Problem 3: Billions of Dollars are Being Wasted
A report by the Institute of Medicine Health suggests a third or more of health costs are wasted. The cost of these unnecessary, harmful early elective deliveries was estimated in a study in the American Journal of Obstetrics and Gynecology to be nearly $1 billion per year.

Problem 4: Perverse Incentives in How We Pay for Care
Traditionally, health plans, Medicare and Medicaid pay providers for whatever services they deliver, regardless of whether the service truly benefits the patient. An excellent new book called The Incentive Cure points out (as does a plethora of other literature that could fill several libraries) how we end up with an epidemic of perverse incentives.

The harsh truth about early elective deliveries is that our payment system encourages them. They generate admissions to NICUs, and NICUs are profit centers. Studies suggest that reducing the rate of these deliveries to a reasonable number could eliminate as many as one-half million NICU days, which could lower health costs for the U.S. But this would force hospitals to take a big financial hit. To their credit, in my experience, once hospitals recognize they have a problem with early elective deliveries, they don't think twice about taking that hit. States like South Carolina and Texas are trying to reverse the incentives, as are many employers. Unfortunately, they are the exception that proves the terrible rule of insane payment incentives.

Problem 5: Lack of Transparency
We have far more information available to us to compare and select a new car than we do to choose where to go for lifesaving health care.

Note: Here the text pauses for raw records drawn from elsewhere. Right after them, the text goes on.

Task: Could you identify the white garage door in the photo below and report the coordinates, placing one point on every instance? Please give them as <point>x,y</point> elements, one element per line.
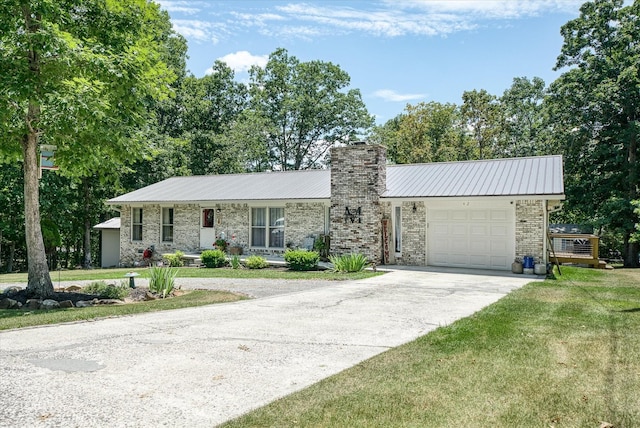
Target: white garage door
<point>471,237</point>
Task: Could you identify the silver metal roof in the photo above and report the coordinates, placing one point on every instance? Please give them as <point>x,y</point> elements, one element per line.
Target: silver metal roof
<point>112,223</point>
<point>308,184</point>
<point>499,177</point>
<point>540,175</point>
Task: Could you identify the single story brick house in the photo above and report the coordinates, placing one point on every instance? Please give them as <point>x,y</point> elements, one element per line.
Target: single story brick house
<point>472,214</point>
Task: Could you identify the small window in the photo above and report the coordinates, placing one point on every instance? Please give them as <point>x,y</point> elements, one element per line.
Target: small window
<point>136,224</point>
<point>276,227</point>
<point>267,227</point>
<point>397,229</point>
<point>207,217</point>
<point>167,225</point>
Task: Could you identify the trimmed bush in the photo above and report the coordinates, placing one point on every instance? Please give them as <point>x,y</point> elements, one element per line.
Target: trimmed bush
<point>213,258</point>
<point>256,262</point>
<point>235,262</point>
<point>175,259</point>
<point>349,262</point>
<point>107,291</point>
<point>301,259</point>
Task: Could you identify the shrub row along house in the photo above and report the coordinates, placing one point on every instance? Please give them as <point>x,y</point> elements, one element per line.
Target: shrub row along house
<point>474,214</point>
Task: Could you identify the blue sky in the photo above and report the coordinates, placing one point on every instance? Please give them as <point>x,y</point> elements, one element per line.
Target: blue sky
<point>397,52</point>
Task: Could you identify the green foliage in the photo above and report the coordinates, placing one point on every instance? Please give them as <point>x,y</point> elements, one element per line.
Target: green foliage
<point>349,262</point>
<point>256,262</point>
<point>302,259</point>
<point>107,291</point>
<point>213,258</point>
<point>221,244</point>
<point>235,262</point>
<point>305,109</point>
<point>175,259</point>
<point>162,280</point>
<point>594,108</point>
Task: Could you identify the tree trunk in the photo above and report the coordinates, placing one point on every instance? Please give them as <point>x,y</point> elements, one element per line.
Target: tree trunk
<point>631,248</point>
<point>39,282</point>
<point>86,247</point>
<point>12,256</point>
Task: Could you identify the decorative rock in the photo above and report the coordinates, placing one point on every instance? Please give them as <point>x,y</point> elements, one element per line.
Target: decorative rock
<point>7,303</point>
<point>10,291</point>
<point>33,304</point>
<point>108,302</point>
<point>49,304</point>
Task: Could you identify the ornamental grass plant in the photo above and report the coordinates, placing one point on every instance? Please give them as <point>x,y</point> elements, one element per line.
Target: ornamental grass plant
<point>353,262</point>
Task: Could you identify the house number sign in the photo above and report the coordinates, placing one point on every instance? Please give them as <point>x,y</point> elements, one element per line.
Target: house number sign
<point>354,214</point>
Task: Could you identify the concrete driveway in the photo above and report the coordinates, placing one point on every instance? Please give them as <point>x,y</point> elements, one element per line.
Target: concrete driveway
<point>199,367</point>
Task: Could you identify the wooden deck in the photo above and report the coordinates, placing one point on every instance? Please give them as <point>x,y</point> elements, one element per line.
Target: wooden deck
<point>575,248</point>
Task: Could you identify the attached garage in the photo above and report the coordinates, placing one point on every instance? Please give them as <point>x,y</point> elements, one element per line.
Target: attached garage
<point>470,236</point>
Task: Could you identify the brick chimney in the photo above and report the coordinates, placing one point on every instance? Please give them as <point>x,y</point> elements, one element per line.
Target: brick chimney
<point>358,178</point>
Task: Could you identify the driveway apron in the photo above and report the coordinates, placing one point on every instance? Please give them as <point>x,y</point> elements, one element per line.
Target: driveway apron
<point>202,366</point>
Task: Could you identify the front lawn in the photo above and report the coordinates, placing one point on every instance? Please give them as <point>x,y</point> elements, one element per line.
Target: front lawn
<point>118,274</point>
<point>12,318</point>
<point>559,353</point>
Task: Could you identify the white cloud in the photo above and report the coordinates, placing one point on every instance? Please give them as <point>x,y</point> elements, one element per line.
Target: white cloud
<point>497,9</point>
<point>179,6</point>
<point>242,61</point>
<point>382,18</point>
<point>391,95</point>
<point>200,31</point>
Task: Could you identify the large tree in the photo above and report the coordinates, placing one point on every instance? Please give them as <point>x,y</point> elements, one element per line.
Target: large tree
<point>306,109</point>
<point>523,125</point>
<point>483,116</point>
<point>211,104</point>
<point>596,112</point>
<point>426,132</point>
<point>78,75</point>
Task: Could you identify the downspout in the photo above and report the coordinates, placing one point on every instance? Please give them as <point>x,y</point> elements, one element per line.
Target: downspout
<point>548,211</point>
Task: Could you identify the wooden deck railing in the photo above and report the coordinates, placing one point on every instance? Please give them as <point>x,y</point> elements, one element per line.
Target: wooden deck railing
<point>574,248</point>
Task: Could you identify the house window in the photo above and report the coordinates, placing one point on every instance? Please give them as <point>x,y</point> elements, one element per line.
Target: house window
<point>207,217</point>
<point>167,225</point>
<point>136,224</point>
<point>397,229</point>
<point>267,227</point>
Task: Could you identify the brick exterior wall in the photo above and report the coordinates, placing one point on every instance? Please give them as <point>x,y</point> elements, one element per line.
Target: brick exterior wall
<point>530,229</point>
<point>358,178</point>
<point>301,220</point>
<point>414,230</point>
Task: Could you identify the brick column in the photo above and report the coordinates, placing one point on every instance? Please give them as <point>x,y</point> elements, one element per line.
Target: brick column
<point>358,178</point>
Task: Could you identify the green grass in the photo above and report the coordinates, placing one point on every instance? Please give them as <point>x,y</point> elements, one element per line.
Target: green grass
<point>118,274</point>
<point>560,353</point>
<point>11,318</point>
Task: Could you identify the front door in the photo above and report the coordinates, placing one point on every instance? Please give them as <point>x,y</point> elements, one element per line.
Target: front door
<point>207,229</point>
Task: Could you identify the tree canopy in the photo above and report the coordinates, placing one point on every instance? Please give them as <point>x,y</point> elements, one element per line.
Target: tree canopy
<point>77,75</point>
<point>305,109</point>
<point>595,107</point>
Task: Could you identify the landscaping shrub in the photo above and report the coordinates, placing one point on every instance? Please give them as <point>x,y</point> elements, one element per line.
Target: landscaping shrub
<point>175,259</point>
<point>213,258</point>
<point>349,262</point>
<point>256,262</point>
<point>107,291</point>
<point>301,259</point>
<point>235,262</point>
<point>162,280</point>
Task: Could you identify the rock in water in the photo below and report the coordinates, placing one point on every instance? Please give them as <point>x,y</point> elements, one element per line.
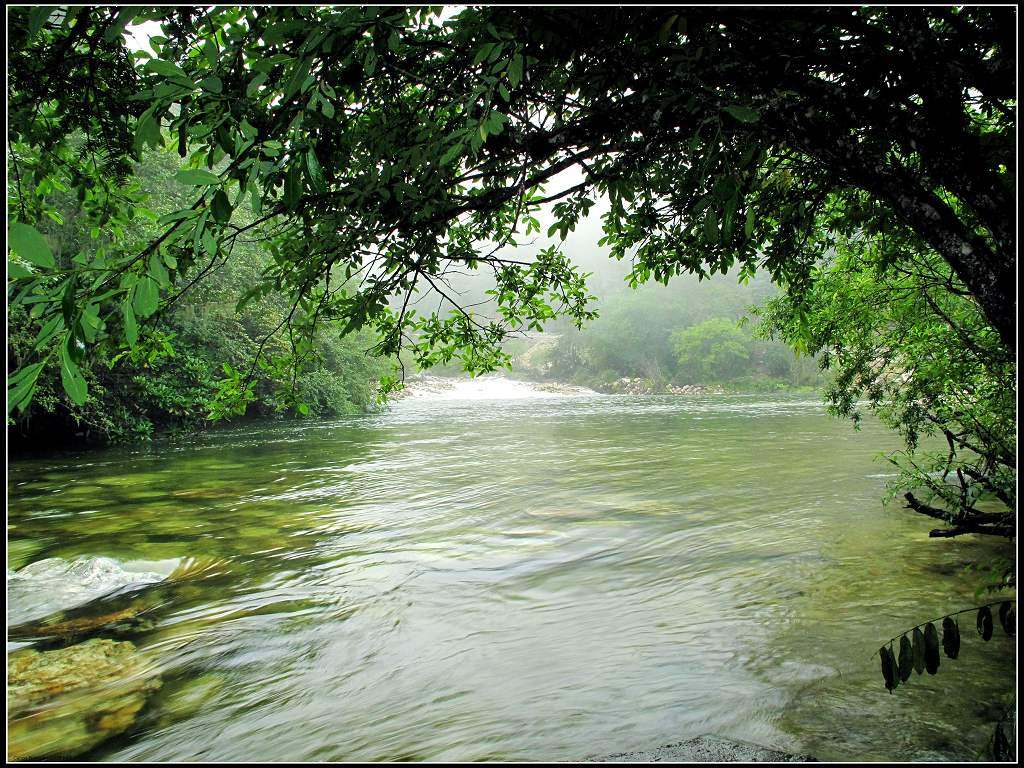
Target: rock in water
<point>64,702</point>
<point>51,585</point>
<point>707,750</point>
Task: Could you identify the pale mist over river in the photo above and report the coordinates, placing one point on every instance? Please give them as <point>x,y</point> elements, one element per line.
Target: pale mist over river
<point>521,574</point>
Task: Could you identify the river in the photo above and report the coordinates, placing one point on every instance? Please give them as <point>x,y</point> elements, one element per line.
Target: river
<point>529,578</point>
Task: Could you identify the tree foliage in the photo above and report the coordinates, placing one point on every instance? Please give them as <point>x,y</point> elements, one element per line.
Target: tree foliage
<point>379,148</point>
<point>905,339</point>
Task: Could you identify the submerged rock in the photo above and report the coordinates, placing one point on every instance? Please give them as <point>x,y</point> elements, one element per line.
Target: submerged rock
<point>62,702</point>
<point>52,585</point>
<point>181,698</point>
<point>708,750</point>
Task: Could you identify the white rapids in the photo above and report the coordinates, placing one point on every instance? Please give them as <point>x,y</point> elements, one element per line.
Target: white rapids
<point>486,388</point>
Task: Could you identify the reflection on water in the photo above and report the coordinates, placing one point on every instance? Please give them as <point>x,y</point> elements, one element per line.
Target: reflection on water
<point>528,580</point>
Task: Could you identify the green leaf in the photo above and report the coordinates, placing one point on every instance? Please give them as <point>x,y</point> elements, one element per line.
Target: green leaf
<point>213,84</point>
<point>167,69</point>
<point>515,70</point>
<point>146,297</point>
<point>950,637</point>
<point>742,114</point>
<point>131,325</point>
<point>931,648</point>
<point>22,385</point>
<point>1008,619</point>
<point>314,171</point>
<point>221,207</point>
<point>196,177</point>
<point>919,650</point>
<point>905,665</point>
<point>71,376</point>
<point>985,623</point>
<point>28,243</point>
<point>888,668</point>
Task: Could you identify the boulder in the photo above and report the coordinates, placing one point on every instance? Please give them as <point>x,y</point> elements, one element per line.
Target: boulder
<point>62,702</point>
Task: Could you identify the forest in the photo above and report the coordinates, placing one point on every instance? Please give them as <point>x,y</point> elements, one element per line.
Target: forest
<point>274,218</point>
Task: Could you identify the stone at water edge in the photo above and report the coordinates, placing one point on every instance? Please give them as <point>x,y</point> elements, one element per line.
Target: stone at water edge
<point>66,701</point>
<point>707,750</point>
<point>48,586</point>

Transparency galvanizes change like nothing else. Early elective deliveries exemplify that: Despite warnings over the years from medical societies and highly respected national organizations, the rates of these deliveries have been rising for decades. That stopped when a purchaser-driven organization, The Leapfrog Group (my organization), started reporting early elective delivery rates by hospitals in 2010. Suddenly, the rates started declining. Earlier this year, Leapfrog released the 2012 data showing that the national rate for early elective deliveries is 11.2 percent, down from 17 percent in 2010. This is a voluntary survey, with nearly 800 hospitals providing the data willingly. Consumers deserve to know these rates for every hospital delivering babies in the country.

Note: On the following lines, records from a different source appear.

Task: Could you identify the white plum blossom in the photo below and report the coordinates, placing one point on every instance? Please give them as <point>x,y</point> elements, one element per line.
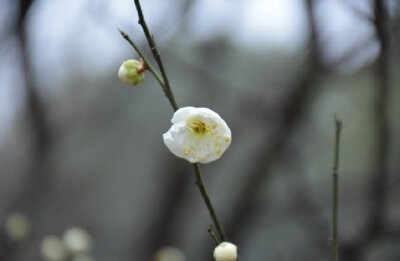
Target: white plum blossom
<point>197,135</point>
<point>52,249</point>
<point>18,226</point>
<point>77,240</point>
<point>225,252</point>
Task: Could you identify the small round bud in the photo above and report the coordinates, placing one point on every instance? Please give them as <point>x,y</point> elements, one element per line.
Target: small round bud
<point>169,254</point>
<point>52,249</point>
<point>131,72</point>
<point>225,252</point>
<point>77,241</point>
<point>18,226</point>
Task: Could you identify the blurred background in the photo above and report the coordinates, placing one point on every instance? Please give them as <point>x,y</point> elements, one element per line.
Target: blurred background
<point>80,149</point>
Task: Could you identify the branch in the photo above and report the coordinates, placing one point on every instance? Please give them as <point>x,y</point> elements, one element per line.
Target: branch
<point>333,239</point>
<point>157,56</point>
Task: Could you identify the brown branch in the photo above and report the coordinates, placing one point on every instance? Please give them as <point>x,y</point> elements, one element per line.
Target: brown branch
<point>375,226</point>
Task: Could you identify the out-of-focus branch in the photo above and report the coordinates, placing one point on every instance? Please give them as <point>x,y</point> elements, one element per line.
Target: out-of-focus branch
<point>375,226</point>
<point>292,111</point>
<point>32,189</point>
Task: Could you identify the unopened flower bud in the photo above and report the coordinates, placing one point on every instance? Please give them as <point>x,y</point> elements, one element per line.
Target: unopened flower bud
<point>131,72</point>
<point>225,252</point>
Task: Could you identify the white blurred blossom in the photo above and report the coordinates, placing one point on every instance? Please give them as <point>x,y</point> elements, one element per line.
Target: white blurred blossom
<point>225,252</point>
<point>52,249</point>
<point>77,240</point>
<point>197,135</point>
<point>83,257</point>
<point>18,226</point>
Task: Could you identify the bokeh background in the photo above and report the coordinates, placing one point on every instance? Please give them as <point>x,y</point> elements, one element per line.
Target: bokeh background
<point>78,148</point>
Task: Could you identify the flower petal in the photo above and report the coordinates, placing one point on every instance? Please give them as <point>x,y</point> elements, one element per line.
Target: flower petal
<point>197,135</point>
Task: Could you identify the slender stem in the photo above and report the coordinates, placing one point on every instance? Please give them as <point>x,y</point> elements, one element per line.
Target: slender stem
<point>203,190</point>
<point>168,92</point>
<point>212,234</point>
<point>148,64</point>
<point>333,240</point>
<point>157,56</point>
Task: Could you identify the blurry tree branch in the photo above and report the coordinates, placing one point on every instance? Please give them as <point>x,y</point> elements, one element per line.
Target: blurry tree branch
<point>291,114</point>
<point>375,226</point>
<point>32,188</point>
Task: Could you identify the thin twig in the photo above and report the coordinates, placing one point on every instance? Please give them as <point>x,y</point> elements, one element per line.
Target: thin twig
<point>170,96</point>
<point>212,234</point>
<point>148,64</point>
<point>203,190</point>
<point>157,56</point>
<point>333,239</point>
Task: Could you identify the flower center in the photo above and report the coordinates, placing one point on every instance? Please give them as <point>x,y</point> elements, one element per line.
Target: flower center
<point>197,127</point>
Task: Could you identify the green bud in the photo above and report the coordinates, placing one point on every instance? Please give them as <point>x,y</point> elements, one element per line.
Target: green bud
<point>131,72</point>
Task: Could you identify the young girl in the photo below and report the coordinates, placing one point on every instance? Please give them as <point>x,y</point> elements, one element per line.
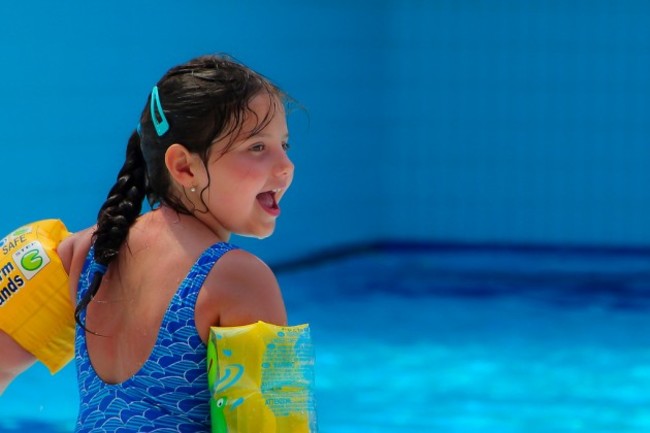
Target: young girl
<point>210,155</point>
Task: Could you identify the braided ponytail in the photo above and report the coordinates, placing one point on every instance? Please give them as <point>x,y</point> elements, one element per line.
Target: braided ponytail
<point>117,214</point>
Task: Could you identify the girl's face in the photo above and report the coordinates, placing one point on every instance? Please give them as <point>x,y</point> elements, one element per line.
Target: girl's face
<point>245,184</point>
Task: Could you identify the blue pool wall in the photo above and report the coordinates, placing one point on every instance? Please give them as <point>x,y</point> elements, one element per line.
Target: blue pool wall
<point>442,122</point>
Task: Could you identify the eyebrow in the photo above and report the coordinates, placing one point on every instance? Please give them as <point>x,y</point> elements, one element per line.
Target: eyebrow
<point>264,135</point>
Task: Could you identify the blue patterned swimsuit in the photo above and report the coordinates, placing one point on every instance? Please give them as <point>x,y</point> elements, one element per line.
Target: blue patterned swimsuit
<point>170,392</point>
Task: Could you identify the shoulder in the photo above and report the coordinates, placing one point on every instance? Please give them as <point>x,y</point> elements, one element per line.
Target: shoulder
<point>245,290</point>
<point>73,251</point>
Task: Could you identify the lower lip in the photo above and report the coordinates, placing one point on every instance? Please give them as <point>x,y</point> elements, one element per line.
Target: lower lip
<point>273,211</point>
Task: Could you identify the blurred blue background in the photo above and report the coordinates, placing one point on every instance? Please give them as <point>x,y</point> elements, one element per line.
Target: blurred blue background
<point>442,123</point>
<point>437,121</point>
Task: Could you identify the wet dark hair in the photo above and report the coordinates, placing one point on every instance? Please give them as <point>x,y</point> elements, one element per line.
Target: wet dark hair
<point>202,100</point>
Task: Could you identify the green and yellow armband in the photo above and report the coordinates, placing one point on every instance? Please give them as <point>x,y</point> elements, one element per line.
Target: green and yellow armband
<point>35,306</point>
<point>261,379</point>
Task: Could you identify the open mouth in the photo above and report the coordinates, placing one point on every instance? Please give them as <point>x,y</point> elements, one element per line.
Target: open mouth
<point>268,201</point>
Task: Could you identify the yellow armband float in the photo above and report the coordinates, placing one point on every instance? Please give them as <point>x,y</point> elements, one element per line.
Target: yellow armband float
<point>261,379</point>
<point>35,306</point>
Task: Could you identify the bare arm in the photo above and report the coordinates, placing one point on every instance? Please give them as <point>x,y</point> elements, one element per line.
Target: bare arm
<point>240,290</point>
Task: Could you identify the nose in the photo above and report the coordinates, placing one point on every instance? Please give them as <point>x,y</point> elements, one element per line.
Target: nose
<point>284,167</point>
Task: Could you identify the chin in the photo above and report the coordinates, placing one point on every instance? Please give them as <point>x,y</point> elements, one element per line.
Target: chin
<point>261,233</point>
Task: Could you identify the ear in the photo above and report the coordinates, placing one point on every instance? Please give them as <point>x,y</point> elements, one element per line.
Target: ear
<point>184,167</point>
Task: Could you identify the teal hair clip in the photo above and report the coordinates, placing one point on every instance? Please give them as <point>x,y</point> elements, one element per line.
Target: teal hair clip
<point>161,125</point>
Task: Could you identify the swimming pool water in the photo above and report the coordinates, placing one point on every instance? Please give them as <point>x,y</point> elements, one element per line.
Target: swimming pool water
<point>450,341</point>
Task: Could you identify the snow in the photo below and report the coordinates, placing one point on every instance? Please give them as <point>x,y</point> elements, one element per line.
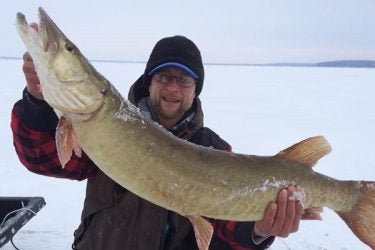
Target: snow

Now for a Dose of Optimism
We have a glimpse of success in ending early elective deliveries. Sparked by public reporting, we have seen a growing cadre of providers, policymakers and consumer advocates uniting to address this problem, and the Department of Health & Human Services declared early elective deliveries as a top priority issue. Regional coalitions are also vowing to end the practice in their community.

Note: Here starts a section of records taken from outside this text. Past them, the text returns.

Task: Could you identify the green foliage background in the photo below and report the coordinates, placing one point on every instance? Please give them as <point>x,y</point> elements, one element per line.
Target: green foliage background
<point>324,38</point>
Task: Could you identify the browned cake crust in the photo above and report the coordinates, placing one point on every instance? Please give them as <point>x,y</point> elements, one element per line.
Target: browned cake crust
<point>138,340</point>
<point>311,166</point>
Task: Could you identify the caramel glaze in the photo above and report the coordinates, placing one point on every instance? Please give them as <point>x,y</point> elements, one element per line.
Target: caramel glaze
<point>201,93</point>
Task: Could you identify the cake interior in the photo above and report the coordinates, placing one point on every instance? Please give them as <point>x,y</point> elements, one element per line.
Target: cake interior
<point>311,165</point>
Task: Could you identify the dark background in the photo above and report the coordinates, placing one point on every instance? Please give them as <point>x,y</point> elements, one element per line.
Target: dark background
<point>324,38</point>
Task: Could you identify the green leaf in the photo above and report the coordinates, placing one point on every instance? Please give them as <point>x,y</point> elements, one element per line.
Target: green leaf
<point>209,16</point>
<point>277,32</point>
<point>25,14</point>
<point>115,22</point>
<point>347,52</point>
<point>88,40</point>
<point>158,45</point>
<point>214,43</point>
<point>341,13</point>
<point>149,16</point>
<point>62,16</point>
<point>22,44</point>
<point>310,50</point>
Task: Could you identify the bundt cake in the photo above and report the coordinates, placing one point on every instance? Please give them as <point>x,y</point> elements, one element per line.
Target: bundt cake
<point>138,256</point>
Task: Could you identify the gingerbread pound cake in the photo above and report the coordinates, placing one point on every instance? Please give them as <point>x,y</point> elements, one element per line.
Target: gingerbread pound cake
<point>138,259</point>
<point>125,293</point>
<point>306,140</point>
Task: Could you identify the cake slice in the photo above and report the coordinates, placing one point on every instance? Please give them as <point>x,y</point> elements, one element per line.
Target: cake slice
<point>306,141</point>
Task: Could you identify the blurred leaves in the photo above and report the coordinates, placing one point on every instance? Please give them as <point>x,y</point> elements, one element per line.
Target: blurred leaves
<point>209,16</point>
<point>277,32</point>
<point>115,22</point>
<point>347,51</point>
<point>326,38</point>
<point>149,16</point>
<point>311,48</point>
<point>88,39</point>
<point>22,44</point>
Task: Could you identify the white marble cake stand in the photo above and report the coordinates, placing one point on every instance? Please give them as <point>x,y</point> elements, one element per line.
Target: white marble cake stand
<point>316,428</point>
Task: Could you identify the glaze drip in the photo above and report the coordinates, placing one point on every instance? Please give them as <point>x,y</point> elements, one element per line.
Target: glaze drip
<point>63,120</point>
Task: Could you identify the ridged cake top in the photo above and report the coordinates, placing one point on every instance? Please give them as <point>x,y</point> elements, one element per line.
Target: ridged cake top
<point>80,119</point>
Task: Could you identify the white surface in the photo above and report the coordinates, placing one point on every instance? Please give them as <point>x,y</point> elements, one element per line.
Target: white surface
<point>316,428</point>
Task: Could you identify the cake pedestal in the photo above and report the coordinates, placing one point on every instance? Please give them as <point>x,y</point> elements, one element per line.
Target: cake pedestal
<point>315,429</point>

The next step is for purchasers and consumers to keep up the pressure because that will only help in encouraging real change. And we need to apply that model across the board -- the business community should also work together to address the five big problems in health care that have a direct impact on their own employees' health and their business' bottom line. The key message here for all groups is this: Don't financially reward the wrong care and demand transparency.